Painting Walls

Little Blue is a hardworking painter. Today he received an order from Lanqiao College to paint n walls arranged from left to right and numbered from \(1\) to \(n\). Initially, all walls are white. The college wishes to create a cool artistic atmosphere by painting some walls blue. To that end, an array \(\{a_1, a_2, \cdots, a_n\}\) of length \(n\) is provided. Specifically, if \(a_i=0\), then wall \(i\) remains white; if \(a_i=1\), then wall \(i\) must be painted blue.

Little Blue paints one wall at a time; he never partially paints a wall. In addition, during the painting process, whenever he paints a wall \(i\) blue, the number of walls to its right (i.e. walls \(i+1, i+2, \ldots, n\)) that are required to be blue and have not yet been painted must be even (note that \(0\) is considered even).
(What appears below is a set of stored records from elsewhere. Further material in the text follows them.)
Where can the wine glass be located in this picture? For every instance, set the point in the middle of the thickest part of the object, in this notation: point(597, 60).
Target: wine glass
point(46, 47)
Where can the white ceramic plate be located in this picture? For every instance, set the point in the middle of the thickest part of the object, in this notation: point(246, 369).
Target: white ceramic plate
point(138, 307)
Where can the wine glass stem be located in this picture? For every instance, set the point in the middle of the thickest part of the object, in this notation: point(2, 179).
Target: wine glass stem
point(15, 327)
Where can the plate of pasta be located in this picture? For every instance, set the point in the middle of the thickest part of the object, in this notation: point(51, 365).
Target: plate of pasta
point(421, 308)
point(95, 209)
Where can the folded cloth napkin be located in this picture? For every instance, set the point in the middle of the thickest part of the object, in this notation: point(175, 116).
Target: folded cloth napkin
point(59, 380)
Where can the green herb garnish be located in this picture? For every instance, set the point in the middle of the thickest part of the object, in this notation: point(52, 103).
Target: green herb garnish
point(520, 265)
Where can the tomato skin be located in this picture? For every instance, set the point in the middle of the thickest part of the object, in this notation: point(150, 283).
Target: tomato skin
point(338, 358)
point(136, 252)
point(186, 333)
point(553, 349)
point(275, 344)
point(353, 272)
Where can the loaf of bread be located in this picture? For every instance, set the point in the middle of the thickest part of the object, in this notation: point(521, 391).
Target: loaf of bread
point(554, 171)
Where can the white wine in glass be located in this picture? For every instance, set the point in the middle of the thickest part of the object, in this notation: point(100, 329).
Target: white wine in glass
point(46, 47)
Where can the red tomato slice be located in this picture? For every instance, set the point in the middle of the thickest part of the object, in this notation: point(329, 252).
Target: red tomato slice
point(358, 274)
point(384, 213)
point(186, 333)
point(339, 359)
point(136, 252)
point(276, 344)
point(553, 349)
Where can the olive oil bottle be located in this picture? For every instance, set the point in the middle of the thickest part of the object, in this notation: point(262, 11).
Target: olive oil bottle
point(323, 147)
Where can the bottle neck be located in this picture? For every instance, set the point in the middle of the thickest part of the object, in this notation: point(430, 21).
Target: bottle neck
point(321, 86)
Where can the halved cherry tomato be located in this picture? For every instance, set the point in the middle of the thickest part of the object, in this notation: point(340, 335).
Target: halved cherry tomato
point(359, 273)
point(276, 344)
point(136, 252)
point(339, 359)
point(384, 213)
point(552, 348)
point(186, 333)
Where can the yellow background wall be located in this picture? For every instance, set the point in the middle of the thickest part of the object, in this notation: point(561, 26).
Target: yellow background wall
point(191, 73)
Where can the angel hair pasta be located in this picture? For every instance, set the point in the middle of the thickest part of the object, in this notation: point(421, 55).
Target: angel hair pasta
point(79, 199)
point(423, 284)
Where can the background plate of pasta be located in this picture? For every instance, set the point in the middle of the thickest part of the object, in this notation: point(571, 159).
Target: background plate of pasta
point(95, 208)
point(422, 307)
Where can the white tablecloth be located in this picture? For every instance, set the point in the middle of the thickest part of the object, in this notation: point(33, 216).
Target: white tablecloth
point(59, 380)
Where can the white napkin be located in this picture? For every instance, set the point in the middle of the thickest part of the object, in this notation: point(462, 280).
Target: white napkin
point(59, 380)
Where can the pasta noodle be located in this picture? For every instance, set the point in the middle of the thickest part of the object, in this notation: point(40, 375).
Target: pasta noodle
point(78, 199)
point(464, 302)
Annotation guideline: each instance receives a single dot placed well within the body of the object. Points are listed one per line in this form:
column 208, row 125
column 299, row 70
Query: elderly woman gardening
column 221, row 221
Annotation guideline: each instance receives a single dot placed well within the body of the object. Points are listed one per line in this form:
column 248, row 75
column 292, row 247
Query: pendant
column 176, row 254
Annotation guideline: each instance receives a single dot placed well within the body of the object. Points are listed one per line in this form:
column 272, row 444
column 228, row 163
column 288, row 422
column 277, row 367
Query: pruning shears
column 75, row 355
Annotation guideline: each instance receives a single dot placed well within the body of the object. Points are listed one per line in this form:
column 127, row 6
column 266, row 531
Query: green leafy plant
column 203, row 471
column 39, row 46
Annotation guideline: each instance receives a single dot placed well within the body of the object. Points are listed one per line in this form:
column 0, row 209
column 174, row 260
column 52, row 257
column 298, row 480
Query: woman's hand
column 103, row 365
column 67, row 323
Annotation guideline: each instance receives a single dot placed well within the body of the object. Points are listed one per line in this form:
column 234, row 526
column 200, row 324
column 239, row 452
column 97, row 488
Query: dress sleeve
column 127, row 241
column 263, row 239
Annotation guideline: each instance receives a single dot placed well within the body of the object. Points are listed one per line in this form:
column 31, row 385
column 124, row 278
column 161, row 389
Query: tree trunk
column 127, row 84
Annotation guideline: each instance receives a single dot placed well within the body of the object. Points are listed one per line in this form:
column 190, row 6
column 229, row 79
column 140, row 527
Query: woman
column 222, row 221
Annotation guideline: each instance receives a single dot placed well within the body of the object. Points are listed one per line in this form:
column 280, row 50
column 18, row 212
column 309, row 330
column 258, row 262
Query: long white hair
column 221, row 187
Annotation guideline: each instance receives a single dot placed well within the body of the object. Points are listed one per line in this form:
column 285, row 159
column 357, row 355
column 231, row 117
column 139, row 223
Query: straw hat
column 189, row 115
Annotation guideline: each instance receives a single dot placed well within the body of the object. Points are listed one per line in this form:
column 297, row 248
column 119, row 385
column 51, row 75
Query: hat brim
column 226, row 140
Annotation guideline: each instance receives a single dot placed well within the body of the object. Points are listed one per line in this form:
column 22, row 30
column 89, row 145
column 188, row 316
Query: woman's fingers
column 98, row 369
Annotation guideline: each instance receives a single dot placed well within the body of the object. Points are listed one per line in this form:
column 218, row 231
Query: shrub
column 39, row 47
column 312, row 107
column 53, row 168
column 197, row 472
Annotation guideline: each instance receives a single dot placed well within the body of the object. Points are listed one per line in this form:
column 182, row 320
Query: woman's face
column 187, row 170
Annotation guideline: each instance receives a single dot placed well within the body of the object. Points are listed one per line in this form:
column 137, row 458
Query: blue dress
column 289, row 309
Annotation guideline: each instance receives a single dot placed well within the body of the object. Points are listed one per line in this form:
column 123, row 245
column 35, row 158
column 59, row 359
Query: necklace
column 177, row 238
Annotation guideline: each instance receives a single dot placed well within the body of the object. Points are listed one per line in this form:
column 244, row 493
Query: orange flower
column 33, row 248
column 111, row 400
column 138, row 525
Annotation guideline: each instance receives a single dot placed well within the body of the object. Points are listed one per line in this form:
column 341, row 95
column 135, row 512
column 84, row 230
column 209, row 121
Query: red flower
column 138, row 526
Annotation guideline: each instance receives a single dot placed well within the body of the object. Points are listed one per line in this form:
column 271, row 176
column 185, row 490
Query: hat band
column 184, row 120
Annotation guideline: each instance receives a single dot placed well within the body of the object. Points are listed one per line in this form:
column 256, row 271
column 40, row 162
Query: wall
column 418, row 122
Your task is to calculate the number of painting orders that satisfy the college’s requirement. Two orders are considered different if the sequence in which the walls are painted differs. Since the answer may be very large, output it modulo \(10^9+7\).

Explanation

Let \(k\) be the number of walls that must be painted blue (i.e. \(k\) is the number of ones in the array). The restriction only affects the relative order in which the blue walls are painted. One can show that the number of valid orders for the blue walls is \[ f(k)=\begin{cases}1 & \text{if } k\le1,\\2^{k-2} & \text{if } k\ge2,\end{cases} \] and the total number of valid painting orders is given by \[ \frac{n!}{k!}\times f(k) \pmod{10^9+7}. \] (Note that in any complete painting order, the white walls can be painted arbitrarily.)

inputFormat

The first line contains a single integer \(n\) (\(1 \le n \le 10^5\)), the number of walls. The second line contains \(n\) space‐separated integers \(a_1, a_2, \ldots, a_n\), where each \(a_i\) is either 0 or 1.

outputFormat

Output a single integer, the number of valid painting orders modulo \(10^9+7\).

sample

3
0 0 0

6